As semelhanças com o Titanic chamaram atenção do mundo após a tragédia. Apesar disso, historiadores acreditam que se trata de uma coincidência baseada nas tendências da engenharia naval da época, e não de uma previsão sobrenatural.
2. Um sobrevivente de outro naufrágio morreu no Titanic
O aristocrata uruguaio Ramón Artagaveytia havia sobrevivido ao naufrágio do navio América em 1871. O trauma foi tão grande que ele evitou viagens marítimas por mais de quatro décadas.
Em 1912, acreditando que os grandes transatlânticos modernos eram extremamente seguros, decidiu embarcar justamente no Titanic. Infelizmente, acabou entre as vítimas fatais do desastre.
3. Diversos avisos sobre icebergs foram enviados antes da colisão
Ao longo do dia 14 de abril, o Titanic recebeu várias mensagens alertando sobre a presença de gelo na rota.
Alguns desses avisos chegaram à ponte de comando, mas outros acabaram não recebendo a devida prioridade. O operador de rádio estava ocupado transmitindo mensagens particulares dos passageiros para a estação de Cape Race, o que contribuiu para que informações importantes não fossem repassadas imediatamente.
Embora esse não tenha sido o único fator do acidente, a combinação de excesso de velocidade, condições climáticas e falhas de comunicação teve consequências desastrosas.
4. A água estava abaixo de zero grau
Na noite do naufrágio, a temperatura da água era de aproximadamente -2°C, possível graças à alta salinidade do oceano.

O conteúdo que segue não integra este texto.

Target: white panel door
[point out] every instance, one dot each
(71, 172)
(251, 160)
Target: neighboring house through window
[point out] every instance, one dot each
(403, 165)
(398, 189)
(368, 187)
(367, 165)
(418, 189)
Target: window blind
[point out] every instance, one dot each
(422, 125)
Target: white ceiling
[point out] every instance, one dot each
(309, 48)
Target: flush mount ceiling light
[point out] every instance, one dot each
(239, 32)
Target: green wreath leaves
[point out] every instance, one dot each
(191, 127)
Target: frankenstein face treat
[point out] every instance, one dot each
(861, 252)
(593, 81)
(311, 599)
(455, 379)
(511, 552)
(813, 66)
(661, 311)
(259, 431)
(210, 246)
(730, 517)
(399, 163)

A maioria das pessoas que caiu no mar morreu por hipotermia em poucos minutos, tornando aquele um dos aspectos mais cruéis da tragédia.
Existe também um relato bastante difundido de que alguns modelos de coletes salva-vidas poderiam causar ferimentos no pescoço em impactos específicos, mas não há consenso histórico de que isso tenha sido uma causa significativa de mortes durante o desastre.

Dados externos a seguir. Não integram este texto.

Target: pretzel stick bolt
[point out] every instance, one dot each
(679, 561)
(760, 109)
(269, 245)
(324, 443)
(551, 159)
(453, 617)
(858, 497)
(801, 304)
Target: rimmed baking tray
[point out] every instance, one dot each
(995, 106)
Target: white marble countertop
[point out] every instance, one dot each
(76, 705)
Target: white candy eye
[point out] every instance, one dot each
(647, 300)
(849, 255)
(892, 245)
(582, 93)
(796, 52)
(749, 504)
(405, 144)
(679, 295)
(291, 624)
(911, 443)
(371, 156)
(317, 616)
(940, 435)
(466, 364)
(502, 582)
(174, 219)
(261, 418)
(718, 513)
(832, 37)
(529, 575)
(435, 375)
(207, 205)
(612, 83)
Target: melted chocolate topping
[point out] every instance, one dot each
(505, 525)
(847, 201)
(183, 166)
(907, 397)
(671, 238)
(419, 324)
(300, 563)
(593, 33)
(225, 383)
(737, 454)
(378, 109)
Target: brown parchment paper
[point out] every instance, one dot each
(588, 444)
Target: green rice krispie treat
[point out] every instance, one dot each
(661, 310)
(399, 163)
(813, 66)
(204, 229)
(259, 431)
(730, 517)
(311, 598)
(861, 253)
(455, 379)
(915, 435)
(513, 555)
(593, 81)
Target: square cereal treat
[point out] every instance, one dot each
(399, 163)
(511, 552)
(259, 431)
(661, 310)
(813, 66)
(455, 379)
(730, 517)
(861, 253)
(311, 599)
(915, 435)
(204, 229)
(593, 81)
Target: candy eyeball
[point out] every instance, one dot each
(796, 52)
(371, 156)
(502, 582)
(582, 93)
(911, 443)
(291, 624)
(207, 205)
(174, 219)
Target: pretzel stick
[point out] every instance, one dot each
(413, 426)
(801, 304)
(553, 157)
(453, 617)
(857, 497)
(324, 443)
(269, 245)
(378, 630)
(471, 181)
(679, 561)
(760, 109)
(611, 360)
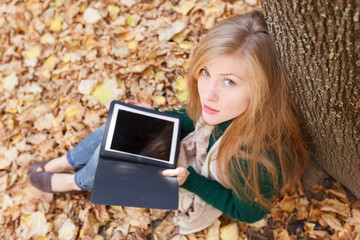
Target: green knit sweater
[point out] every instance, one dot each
(212, 192)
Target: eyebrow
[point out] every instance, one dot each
(230, 74)
(225, 74)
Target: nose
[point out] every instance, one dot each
(211, 92)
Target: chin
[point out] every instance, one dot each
(210, 121)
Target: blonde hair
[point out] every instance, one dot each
(269, 127)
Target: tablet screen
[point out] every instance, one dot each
(141, 133)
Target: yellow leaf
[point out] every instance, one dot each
(71, 111)
(355, 220)
(67, 58)
(10, 122)
(34, 53)
(113, 10)
(180, 37)
(159, 100)
(334, 205)
(86, 86)
(105, 91)
(183, 96)
(184, 7)
(37, 225)
(56, 25)
(91, 16)
(47, 38)
(27, 219)
(186, 46)
(181, 83)
(57, 3)
(16, 139)
(67, 230)
(131, 21)
(332, 221)
(132, 45)
(213, 9)
(213, 232)
(10, 82)
(159, 74)
(229, 232)
(50, 62)
(185, 64)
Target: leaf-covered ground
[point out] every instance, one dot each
(63, 61)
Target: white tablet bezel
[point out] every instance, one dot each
(148, 113)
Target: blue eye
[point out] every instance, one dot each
(204, 72)
(229, 82)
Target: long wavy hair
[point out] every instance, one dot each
(269, 125)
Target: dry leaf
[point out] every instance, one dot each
(229, 232)
(10, 82)
(67, 230)
(213, 232)
(91, 16)
(37, 224)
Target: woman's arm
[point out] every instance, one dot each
(224, 199)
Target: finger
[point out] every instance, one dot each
(171, 172)
(133, 102)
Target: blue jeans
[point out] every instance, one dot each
(85, 157)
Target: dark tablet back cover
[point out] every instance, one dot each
(123, 182)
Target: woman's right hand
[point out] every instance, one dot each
(136, 103)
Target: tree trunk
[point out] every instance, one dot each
(319, 42)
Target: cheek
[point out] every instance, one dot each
(200, 87)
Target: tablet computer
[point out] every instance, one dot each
(138, 144)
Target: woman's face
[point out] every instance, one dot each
(224, 89)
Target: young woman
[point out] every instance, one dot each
(244, 142)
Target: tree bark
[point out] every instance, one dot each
(319, 42)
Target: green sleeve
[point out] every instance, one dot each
(224, 199)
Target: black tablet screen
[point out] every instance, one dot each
(142, 135)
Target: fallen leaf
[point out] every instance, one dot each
(213, 232)
(37, 224)
(229, 232)
(91, 15)
(10, 82)
(67, 230)
(184, 7)
(334, 205)
(332, 221)
(113, 10)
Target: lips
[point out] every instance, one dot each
(209, 110)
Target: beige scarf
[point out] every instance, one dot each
(194, 214)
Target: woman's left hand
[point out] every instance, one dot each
(180, 172)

5. Sapatos permanecem onde corpos desapareceram
Quando os destroços do Titanic foram encontrados, a quase 4 mil metros de profundidade, pesquisadores identificaram diversos pares de sapatos perfeitamente posicionados no fundo do oceano.
A explicação é triste: os corpos humanos foram consumidos por organismos marinhos ao longo das décadas, enquanto o couro dos calçados resistiu por muito mais tempo. Assim, muitos desses pares marcam o local aproximado onde uma vítima descansou pela última vez.
6. Os músicos realmente tocaram enquanto o navio afundava
Durante anos, muitas pessoas acreditaram que essa história fosse apenas uma lenda criada para dramatizar o desastre.
No entanto, depoimentos de sobreviventes confirmam que os integrantes da banda permaneceram tocando música no convés durante boa parte da evacuação, tentando manter os passageiros calmos em meio ao caos.
Nenhum dos músicos sobreviveu.
Um desastre que continua despertando fascínio
O Titanic foi projetado para representar o auge da tecnologia de sua época, mas acabou se tornando um símbolo da vulnerabilidade humana diante da natureza.
Mais de um século depois, novas pesquisas continuam revelando detalhes sobre a construção do navio, seus passageiros e as circunstâncias do naufrágio. Entre coincidências impressionantes, erros humanos e histórias de coragem, o Titanic permanece como um dos acontecimentos históricos mais estudados e emocionantes do mundo.